Why indeed. The list spans 3 decades of pop songs, but what about indie songs? Who’s going to serve as our fact-checkin’ cuz here?

Pavement kicks off their 4th album Brighten the Corners with Stereo, a song that asks the musical questions:

What about the voice of Geddy Lee
How did it get so high?
I wonder if he speaks like an ordinary guy?

But is the answer (I know him and he does!) factually correct? Does Rush leader singer, Geddy Lee actually speak in a normal voice? Or does he talk like he sings?

Let’s go to the tape. Here’s Geddy Lee giving some valuable tobogganing safety tips.

[youtube]DIeZBeUTOSY[/youtube]

Okay. So Geddy does, in fact, speak like a normal guy… EXCEPT when he has his tongue stuck to a metal toboggan. So Pavement is factually correct. Kind of.

But what about other indie bands? They may be street smart, but are they also book smart? Can you think of any indie songs which just don’t ring true?
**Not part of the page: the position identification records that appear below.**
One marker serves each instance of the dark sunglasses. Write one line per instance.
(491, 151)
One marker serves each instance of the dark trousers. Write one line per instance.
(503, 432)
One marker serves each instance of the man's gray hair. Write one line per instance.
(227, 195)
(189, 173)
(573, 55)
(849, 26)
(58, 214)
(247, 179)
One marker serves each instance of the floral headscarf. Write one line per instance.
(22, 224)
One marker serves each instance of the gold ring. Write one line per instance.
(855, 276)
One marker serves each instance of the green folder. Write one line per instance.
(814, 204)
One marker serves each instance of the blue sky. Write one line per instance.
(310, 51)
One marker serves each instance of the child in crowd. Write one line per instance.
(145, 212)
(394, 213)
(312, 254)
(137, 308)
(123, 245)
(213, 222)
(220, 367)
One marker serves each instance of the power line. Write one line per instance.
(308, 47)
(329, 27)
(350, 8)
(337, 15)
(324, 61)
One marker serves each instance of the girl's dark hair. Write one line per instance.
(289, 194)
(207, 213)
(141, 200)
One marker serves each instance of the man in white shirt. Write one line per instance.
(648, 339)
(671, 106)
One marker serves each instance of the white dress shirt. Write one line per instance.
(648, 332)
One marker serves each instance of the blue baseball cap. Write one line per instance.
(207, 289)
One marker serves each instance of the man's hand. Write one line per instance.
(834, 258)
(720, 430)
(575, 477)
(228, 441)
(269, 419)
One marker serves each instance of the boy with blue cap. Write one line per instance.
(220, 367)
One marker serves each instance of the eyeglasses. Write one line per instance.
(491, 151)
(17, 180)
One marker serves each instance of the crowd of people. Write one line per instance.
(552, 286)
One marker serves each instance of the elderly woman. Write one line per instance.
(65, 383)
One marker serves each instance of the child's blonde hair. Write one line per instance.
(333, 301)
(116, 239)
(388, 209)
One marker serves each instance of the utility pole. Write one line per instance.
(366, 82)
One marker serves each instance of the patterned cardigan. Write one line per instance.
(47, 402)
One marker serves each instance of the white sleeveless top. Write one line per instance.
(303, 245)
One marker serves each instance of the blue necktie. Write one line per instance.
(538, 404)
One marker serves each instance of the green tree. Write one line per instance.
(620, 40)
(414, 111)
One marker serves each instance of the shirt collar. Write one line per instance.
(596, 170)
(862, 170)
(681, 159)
Here are a few tunes to help get your creative juices flowing.

Buy Brighten the Corners from Pavement - Brighten the Corners or from Insound
Buy Chronicles from Rush - Chronicles or from Insound

This Post Has 6 Comments

  1. After we were talking on Saturday, did you go look up Geddy Lee on YouTube to find out if he does speak like an ordinary guy? Hilarious.

  2. Nah, I knew he speaks *kinda* like an ordinary guy – I just wanted to see if I could find a clip where he didn’t. Surprisingly it wasn’t that hard.

  3. I love when he’s tobogganing and screaming, which I hear was the original name of the first album. You know, when Rush was a proto-grunge band.